The domain as well as frequency of screening will affect the balance between costs and effects. Thus, two main scenarios are evaluated, i.e., periodic population screening from a certain age onward and high risk screening. The latter comprises individuals with symptomatic cardiovascular disease (CVD) in territories other than the brain or with a high cardiovascular risk profile.
A typical population based screening strategy that will be evaluated is: screening with 5 year intervals from the age of 55 years onward until the age of 75. For the high risk approach initially a similar interval will be evaluated. However, the starting age is determined by the age CVD becomes apparent, i.e, 58 years on avarage in the UMCU cohort with symptomatic disease (SMART).

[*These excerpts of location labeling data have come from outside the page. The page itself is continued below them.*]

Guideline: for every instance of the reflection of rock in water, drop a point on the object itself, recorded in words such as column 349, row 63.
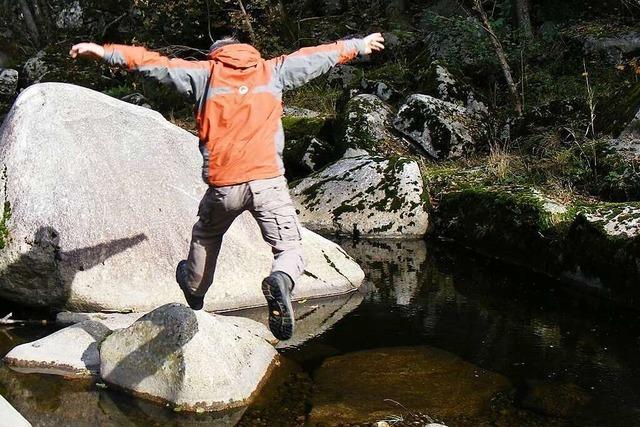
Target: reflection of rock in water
column 313, row 318
column 390, row 266
column 355, row 387
column 143, row 413
column 51, row 401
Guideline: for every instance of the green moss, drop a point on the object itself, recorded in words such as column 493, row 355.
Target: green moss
column 4, row 232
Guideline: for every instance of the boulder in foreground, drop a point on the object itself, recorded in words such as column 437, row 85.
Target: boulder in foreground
column 71, row 352
column 100, row 196
column 191, row 360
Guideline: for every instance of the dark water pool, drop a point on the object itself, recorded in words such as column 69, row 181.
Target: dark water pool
column 466, row 340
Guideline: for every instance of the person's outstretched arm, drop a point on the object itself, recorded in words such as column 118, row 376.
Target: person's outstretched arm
column 188, row 77
column 306, row 64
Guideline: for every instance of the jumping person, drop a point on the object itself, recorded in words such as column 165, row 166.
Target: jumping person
column 238, row 108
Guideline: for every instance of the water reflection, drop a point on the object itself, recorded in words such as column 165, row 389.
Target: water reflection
column 569, row 360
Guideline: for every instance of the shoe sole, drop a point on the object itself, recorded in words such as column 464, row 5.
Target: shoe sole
column 281, row 320
column 193, row 302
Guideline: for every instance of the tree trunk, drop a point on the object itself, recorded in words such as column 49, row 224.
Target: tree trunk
column 30, row 22
column 247, row 20
column 523, row 13
column 502, row 57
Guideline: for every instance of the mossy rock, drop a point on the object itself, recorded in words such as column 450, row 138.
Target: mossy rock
column 594, row 247
column 618, row 111
column 297, row 127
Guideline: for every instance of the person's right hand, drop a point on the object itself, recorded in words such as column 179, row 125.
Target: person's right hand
column 87, row 50
column 373, row 42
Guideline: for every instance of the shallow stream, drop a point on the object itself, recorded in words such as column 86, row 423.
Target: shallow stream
column 435, row 333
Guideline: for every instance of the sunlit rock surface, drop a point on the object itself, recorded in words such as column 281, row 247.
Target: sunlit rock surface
column 100, row 196
column 188, row 359
column 71, row 352
column 365, row 196
column 443, row 129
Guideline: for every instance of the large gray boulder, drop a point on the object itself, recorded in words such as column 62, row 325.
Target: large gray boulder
column 613, row 49
column 443, row 129
column 100, row 197
column 364, row 195
column 188, row 359
column 36, row 67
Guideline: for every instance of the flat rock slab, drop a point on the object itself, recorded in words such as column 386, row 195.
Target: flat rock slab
column 71, row 352
column 356, row 387
column 188, row 359
column 103, row 195
column 9, row 417
column 364, row 195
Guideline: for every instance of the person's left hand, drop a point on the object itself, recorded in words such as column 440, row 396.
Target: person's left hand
column 87, row 50
column 374, row 43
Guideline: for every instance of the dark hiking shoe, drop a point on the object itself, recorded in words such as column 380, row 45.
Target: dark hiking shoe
column 277, row 290
column 196, row 303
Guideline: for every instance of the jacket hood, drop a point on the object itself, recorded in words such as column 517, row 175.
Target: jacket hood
column 237, row 55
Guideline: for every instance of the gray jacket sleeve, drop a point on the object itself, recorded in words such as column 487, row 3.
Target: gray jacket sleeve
column 306, row 64
column 188, row 77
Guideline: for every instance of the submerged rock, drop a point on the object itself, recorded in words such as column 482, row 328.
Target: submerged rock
column 441, row 128
column 440, row 83
column 593, row 247
column 361, row 387
column 71, row 352
column 191, row 360
column 365, row 196
column 557, row 399
column 100, row 195
column 8, row 82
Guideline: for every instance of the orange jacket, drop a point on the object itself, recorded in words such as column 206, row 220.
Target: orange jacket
column 238, row 99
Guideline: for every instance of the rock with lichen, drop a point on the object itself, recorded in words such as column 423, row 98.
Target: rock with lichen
column 594, row 246
column 439, row 82
column 362, row 387
column 366, row 196
column 189, row 360
column 443, row 129
column 368, row 125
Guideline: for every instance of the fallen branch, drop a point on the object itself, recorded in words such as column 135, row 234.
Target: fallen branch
column 8, row 321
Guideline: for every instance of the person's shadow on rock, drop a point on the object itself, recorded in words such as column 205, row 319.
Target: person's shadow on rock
column 43, row 275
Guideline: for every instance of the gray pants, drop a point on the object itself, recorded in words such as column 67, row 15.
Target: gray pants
column 270, row 203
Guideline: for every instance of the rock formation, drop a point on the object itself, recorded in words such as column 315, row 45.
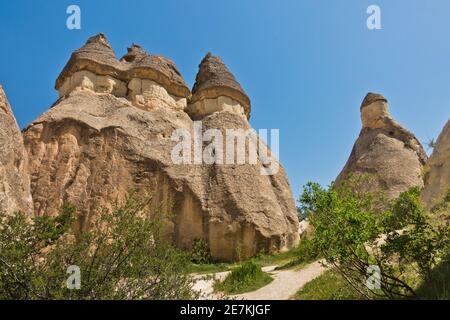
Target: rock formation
column 437, row 172
column 112, row 131
column 14, row 180
column 385, row 150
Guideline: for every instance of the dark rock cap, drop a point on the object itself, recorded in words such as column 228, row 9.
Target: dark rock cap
column 214, row 79
column 371, row 98
column 98, row 57
column 155, row 67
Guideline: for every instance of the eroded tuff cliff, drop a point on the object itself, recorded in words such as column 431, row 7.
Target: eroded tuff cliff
column 111, row 130
column 14, row 180
column 390, row 154
column 437, row 172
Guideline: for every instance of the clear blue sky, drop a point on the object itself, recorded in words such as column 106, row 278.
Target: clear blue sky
column 306, row 64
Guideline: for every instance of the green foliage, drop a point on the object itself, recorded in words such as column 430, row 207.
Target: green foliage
column 353, row 232
column 328, row 286
column 125, row 256
column 200, row 253
column 305, row 252
column 247, row 277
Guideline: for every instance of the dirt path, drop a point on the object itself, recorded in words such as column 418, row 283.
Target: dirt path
column 285, row 284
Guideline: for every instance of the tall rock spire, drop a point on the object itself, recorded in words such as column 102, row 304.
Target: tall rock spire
column 437, row 177
column 214, row 80
column 14, row 180
column 95, row 66
column 96, row 55
column 384, row 150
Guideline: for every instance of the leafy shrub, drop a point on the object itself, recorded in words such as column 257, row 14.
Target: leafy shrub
column 125, row 256
column 247, row 277
column 200, row 253
column 352, row 233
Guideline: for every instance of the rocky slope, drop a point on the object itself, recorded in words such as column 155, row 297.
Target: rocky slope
column 390, row 154
column 111, row 130
column 437, row 177
column 14, row 180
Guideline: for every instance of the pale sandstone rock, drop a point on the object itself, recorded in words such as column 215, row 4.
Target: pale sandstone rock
column 93, row 146
column 14, row 180
column 385, row 150
column 437, row 176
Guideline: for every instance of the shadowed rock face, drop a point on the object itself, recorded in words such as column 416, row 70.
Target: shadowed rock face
column 437, row 177
column 14, row 180
column 385, row 150
column 97, row 142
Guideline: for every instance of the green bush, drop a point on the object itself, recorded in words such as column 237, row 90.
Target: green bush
column 124, row 256
column 200, row 253
column 353, row 232
column 247, row 277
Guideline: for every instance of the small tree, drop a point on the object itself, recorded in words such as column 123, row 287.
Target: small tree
column 353, row 234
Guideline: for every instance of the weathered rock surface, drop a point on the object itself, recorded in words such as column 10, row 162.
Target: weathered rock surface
column 14, row 180
column 437, row 176
column 385, row 150
column 100, row 140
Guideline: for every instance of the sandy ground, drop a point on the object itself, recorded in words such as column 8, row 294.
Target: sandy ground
column 285, row 284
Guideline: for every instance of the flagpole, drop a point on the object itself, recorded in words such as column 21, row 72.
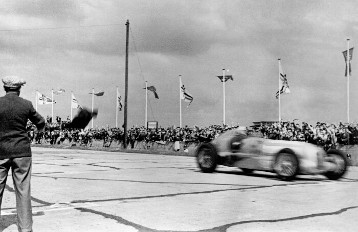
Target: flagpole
column 279, row 91
column 92, row 103
column 71, row 104
column 180, row 98
column 36, row 97
column 52, row 105
column 223, row 96
column 348, row 74
column 117, row 106
column 146, row 104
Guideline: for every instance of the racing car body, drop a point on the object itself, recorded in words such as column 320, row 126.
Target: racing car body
column 287, row 158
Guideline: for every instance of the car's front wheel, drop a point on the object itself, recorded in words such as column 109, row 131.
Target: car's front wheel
column 286, row 165
column 207, row 157
column 340, row 161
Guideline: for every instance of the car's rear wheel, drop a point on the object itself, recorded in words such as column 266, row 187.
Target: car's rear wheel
column 286, row 165
column 207, row 157
column 247, row 170
column 339, row 160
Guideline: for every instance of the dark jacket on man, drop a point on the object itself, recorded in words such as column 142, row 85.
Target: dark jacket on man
column 14, row 115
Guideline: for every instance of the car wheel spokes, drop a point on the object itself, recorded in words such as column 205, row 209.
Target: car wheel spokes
column 339, row 162
column 205, row 159
column 285, row 165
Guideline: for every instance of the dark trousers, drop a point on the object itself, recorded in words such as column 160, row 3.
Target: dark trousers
column 21, row 176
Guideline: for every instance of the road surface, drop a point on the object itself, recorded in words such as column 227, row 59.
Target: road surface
column 84, row 190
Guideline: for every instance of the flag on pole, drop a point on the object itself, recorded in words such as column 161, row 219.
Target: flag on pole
column 74, row 102
column 284, row 88
column 98, row 94
column 185, row 95
column 119, row 101
column 59, row 91
column 154, row 90
column 345, row 59
column 42, row 99
column 227, row 77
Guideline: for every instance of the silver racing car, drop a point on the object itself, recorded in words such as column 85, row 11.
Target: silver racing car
column 287, row 159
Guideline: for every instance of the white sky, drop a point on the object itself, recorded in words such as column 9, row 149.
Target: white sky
column 80, row 45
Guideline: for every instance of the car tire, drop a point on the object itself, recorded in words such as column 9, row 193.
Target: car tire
column 247, row 170
column 337, row 157
column 207, row 157
column 235, row 142
column 286, row 165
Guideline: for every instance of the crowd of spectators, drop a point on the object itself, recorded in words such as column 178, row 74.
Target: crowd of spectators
column 326, row 135
column 323, row 134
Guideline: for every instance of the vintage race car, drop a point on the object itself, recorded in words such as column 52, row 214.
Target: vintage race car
column 287, row 159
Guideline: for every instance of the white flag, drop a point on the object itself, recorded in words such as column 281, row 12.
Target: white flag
column 119, row 101
column 185, row 95
column 42, row 99
column 283, row 83
column 74, row 102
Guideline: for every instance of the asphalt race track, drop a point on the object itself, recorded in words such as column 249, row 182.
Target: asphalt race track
column 83, row 190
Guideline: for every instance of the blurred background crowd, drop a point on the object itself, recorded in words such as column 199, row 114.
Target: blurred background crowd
column 323, row 134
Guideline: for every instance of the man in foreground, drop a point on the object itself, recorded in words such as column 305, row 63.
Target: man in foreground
column 15, row 150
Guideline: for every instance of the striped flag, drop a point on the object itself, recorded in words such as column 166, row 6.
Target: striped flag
column 43, row 100
column 185, row 95
column 98, row 94
column 154, row 90
column 283, row 85
column 227, row 77
column 345, row 59
column 74, row 102
column 57, row 92
column 119, row 101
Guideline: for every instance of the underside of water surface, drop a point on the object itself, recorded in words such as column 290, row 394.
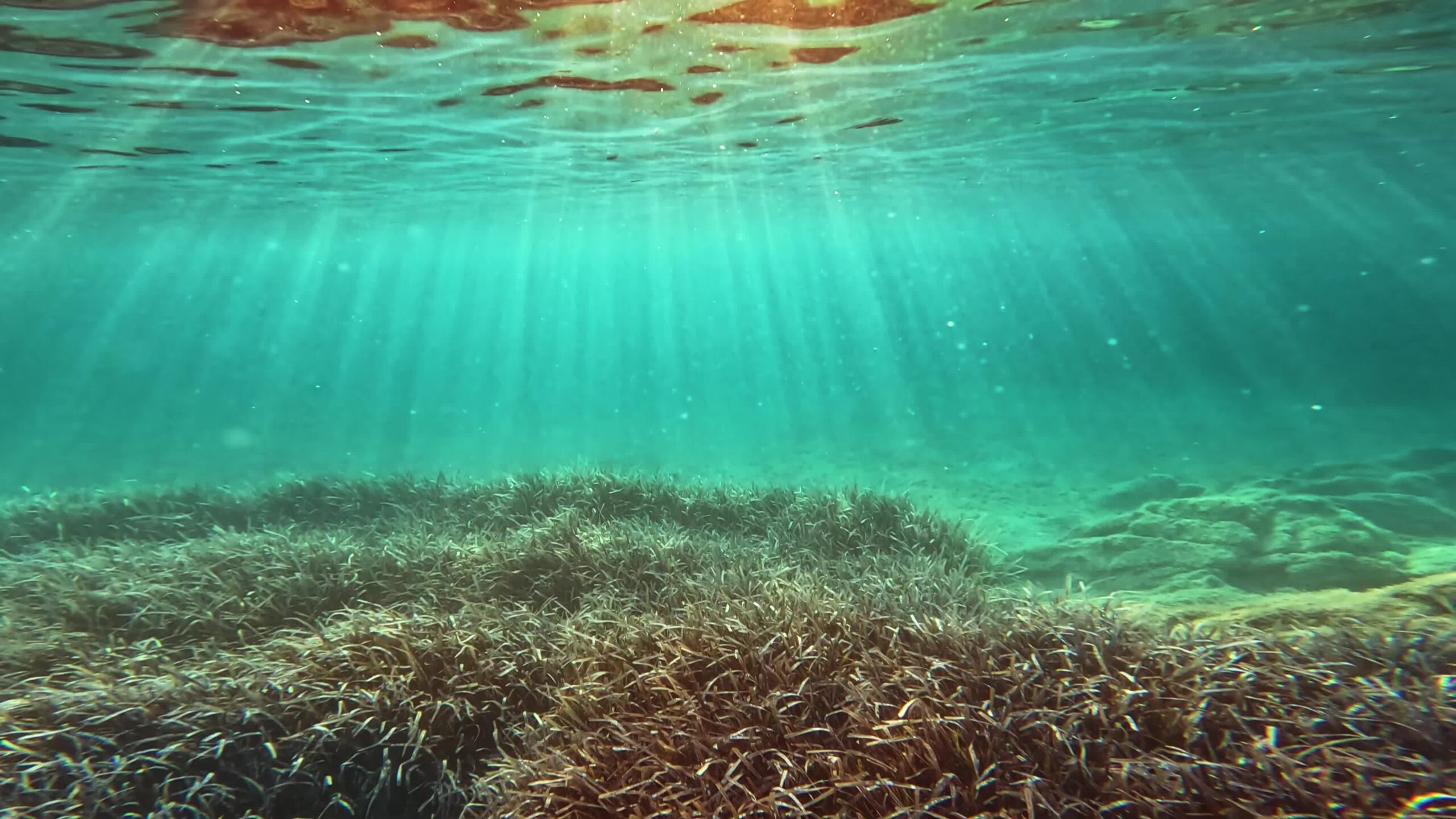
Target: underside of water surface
column 729, row 408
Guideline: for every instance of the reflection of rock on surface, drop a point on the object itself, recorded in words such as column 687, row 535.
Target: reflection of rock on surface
column 1342, row 525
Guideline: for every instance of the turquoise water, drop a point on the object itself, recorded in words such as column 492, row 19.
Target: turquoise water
column 999, row 255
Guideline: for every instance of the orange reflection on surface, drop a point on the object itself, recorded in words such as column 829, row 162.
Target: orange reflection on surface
column 803, row 15
column 283, row 22
column 580, row 84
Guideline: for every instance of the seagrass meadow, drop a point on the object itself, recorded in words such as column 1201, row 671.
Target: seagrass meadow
column 584, row 644
column 727, row 410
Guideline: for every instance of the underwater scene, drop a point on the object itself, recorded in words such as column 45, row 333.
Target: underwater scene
column 729, row 408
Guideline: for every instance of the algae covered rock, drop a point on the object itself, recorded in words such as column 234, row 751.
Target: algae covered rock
column 1327, row 527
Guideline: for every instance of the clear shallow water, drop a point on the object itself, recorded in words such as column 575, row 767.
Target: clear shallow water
column 967, row 244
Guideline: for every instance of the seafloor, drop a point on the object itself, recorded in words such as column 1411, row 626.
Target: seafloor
column 589, row 646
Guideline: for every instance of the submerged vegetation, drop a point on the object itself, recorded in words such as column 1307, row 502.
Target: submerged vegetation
column 590, row 646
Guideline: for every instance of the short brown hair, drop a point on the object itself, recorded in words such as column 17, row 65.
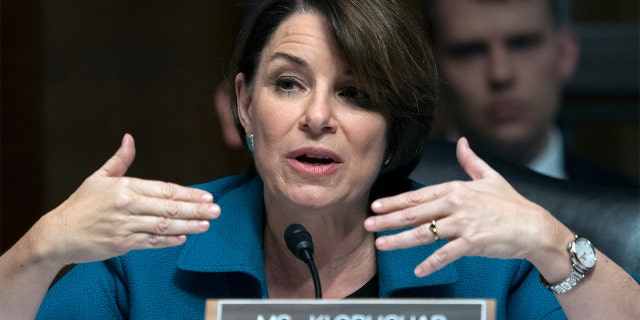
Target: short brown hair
column 385, row 45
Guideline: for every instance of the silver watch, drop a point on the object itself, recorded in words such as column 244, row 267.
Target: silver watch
column 583, row 259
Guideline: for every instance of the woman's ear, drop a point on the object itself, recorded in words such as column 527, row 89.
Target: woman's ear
column 243, row 95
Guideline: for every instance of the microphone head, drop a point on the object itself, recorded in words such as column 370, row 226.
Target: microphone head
column 299, row 241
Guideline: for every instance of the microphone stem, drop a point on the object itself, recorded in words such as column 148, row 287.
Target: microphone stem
column 316, row 278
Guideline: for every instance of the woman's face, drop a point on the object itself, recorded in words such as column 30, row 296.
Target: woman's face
column 315, row 142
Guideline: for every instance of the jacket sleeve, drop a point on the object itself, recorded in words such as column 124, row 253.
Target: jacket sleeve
column 87, row 291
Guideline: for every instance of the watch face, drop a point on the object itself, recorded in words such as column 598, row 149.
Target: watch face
column 585, row 253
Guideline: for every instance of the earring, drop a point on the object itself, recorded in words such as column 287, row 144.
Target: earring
column 387, row 160
column 250, row 142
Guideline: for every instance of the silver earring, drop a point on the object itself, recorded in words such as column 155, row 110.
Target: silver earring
column 387, row 160
column 250, row 142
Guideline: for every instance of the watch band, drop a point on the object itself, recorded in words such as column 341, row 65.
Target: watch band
column 566, row 285
column 577, row 272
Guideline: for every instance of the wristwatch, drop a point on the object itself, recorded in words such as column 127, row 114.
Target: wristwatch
column 583, row 259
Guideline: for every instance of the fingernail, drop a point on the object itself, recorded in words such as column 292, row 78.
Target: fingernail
column 213, row 210
column 207, row 197
column 369, row 223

To answer the questions a modelling study wil be conducted taking into account Dutch population characterstics (CBS), prevalence of asymptomatic stenosis (ERGO, Tromso, AGES-Iceland, CHS-USA, SMART), stroke incidence in asymptomatic patients before and after endarterectomy (ERGO, SMART, ACAS, ACST), incidence of diagnosis and operation related complications and the literature on the costs and QoL outcomes. An existing Markov state stroke model (Buskens, Radiology 2004) will be adapted and updated with the relevant parameters to estimate the differences in costs and effects of the screen vs no-screen scenarios. Where relevant, additional analyses on the data from the cohort studies will be performed to obtain the model parameters.
From a societal perspective and with a life-time time horizon the incrementeal cost-effectiveness (discounted by 4%) will be calculated for the Dutch setting in terms of costs per stroke avoided, costs per life year gained and costs per QALY gained.
To evaluate uncertainty univariate and multivariate sensitivity analyses (Monte Carlo simulation) will be performed.